Figure 9(a), (b) shows the comparative training loss and validation accuracy between our proposed model and CMSA, respectively. The training loss decreased with increasing training iterations, and the training loss gradually converged to a stable value, proving the convergence of the model. Comparing these two figures, we can find that the training loss of our proposed method has a faster convergence speed. At approximately 20 epochs, the training loss has dropped to approximately 0.5, and at the 127th epoch, the training loss has dropped to approximately 0.0572; however, more epochs are needed for CMSA. Comparing the two models simultaneously, it can be seen that with increasing training iterations, our proposed model can achieve a higher answer prediction accuracy much earlier than CMSA; this proves the certain advantages that our proposed method has in Med-VQA.
VQA-RAD has been widely cited and recognized by previous studies. It is also more representative in Med-VQA. Therefore, to verify the effectiveness of our proposed model, we conducted experiments on the VQA-RAD dataset.
First, for fairness, we replaced CMSA with BAN as the multimodal feature fusion module and compared with the current state-of-the-art methods that employed BAN as a feature fusion module as well. As shown in Table 3, our method out-performed all other methods on the answer prediction accuracy of "Open" and "Closed" questions, with a prediction accuracy of the "Overall" questions that is only 0.2% lower compared with CPRD + BAN + CR. The experimental results objectively verify that our proposed method can still achieve competitive performance when combined with BAN for feature fusion.
Methods | VQA-RAD | ||
Accuracy (%) | |||
Overall | Open | Closed | |
MEVF + BAN [43] | 66.1 | 46.2 | 77.2 |
CPRD + BAN [24] | 67.8 | 52.5 | 77.9 |
MEVF + BAN + CR [46] | 71.6 | 60.0 | 79.3 |
CPRD + BAN + CR [24] | 72.7 | 61.1 | 80.4 |
CFF + SA + BAN (Ours) | 72.5 | 62.4 | 82.2 |
Methods | VQA-RAD | |||||
Accuracy (%) | ||||||
Overall | Open | Closed | Abdomen | Brain | Chest | |
BAN [41] | 58.3 | 37.4 | 72.1 | - | - | - |
BAN + CFF | 71.3 | 57.7 | 79.8 | 64.8 | 73.4 | 77.6 |
BAN + CFF + SA | 72.5 | 62.4 | 82.2 | 74.8 | 76.7 | 73.9 |
CMSA [25] | 73.2 | 61.5 | 80.9 | - | - | - |
CMSA + CFF | 74.3 | 59.3 | 82.6 | 68.5 | 78.3 | 75.9 |
CMSA + CFF + SA | 75.4 | 62.6 | 83.9 | 71.0 | 78.2 | 77.6 |
Second, as shown in Table 4, ablation experiments were conducted on our model to further analyze the proposed CFF method and the SA module. We calculated the prediction accuracy of the questions from different categories for more intuitive comparison. Meanwhile, BAN and CMSA were combined with our method individually to compare the applicability of our model.

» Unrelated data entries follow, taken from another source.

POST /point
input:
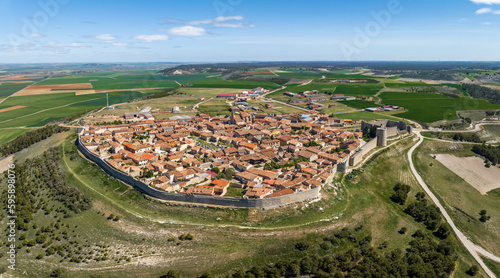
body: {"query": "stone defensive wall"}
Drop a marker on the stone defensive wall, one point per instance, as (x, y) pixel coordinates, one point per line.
(266, 203)
(357, 157)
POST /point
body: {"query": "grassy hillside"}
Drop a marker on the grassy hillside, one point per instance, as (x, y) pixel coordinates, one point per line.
(147, 232)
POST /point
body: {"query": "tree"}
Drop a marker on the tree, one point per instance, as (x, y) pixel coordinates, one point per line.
(443, 231)
(420, 196)
(473, 270)
(171, 274)
(56, 272)
(483, 216)
(302, 246)
(401, 193)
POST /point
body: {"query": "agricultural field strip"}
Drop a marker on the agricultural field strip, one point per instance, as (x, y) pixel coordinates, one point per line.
(469, 245)
(48, 109)
(36, 82)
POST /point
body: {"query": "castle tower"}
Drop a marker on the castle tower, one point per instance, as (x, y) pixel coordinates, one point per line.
(381, 137)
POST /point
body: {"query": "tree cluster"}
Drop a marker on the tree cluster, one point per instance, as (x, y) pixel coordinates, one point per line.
(477, 91)
(401, 193)
(425, 257)
(29, 138)
(47, 169)
(421, 211)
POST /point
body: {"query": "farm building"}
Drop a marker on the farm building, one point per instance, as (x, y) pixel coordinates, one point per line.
(258, 90)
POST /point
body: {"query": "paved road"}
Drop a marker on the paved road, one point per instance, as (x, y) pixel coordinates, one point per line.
(200, 103)
(284, 103)
(473, 249)
(477, 127)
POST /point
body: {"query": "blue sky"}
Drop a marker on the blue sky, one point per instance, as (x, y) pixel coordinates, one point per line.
(62, 31)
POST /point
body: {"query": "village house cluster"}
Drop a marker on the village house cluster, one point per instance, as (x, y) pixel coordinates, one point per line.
(261, 155)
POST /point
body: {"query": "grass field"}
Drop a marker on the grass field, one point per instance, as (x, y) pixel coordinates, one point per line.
(493, 266)
(188, 98)
(126, 80)
(462, 201)
(215, 107)
(358, 90)
(45, 108)
(433, 107)
(237, 84)
(364, 115)
(360, 104)
(7, 135)
(7, 89)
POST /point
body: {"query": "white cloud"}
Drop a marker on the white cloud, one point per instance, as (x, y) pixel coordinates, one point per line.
(119, 44)
(105, 37)
(488, 11)
(232, 25)
(189, 31)
(221, 22)
(226, 18)
(199, 22)
(151, 38)
(36, 35)
(484, 11)
(487, 2)
(78, 45)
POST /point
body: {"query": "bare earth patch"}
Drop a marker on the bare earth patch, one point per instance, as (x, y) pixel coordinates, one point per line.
(11, 108)
(83, 88)
(473, 171)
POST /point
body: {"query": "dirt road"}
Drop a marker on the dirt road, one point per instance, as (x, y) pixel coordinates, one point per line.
(473, 249)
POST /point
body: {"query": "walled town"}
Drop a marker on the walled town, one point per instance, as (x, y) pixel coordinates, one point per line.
(265, 156)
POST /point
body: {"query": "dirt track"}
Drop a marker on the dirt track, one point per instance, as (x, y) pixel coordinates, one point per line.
(11, 108)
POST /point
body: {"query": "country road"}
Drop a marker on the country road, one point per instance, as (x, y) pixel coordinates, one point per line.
(473, 249)
(477, 127)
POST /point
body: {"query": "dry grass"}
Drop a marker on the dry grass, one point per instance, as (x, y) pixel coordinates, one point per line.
(11, 108)
(473, 171)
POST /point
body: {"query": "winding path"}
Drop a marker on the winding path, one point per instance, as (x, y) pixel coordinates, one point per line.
(473, 249)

Comparing BAN with BAN + CFF in the table, it can be seen that the CFF method significantly improves the answer prediction accuracy of BAN [41]. The same enhancement also occurs after the combination of CMSA [25], even though the prediction accuracy of "Open" questions demonstrates a slight decline. After introducing SA module, the model shows a certain degree of improvement in the answer prediction performance on almost all types of questions compared to the former method, as observed from the table; the prediction accuracy of questions from different categories ({Abdomen,Brain,Chest}) is further improved, which affirms that the introduction of SA module can result in a positive impact, which leads to specific features contained in the questions from different categories being exploited. In addition, it can be seen from the comparison of BAN and CMSA that our model can achieve higher prediction accuracy when combined with CMSA; this shows that our method has better adaptability. In conclusion, we proved from experiments that our proposed method is able to exert positive impact on the model to obtain better answer prediction results in Med-VQA.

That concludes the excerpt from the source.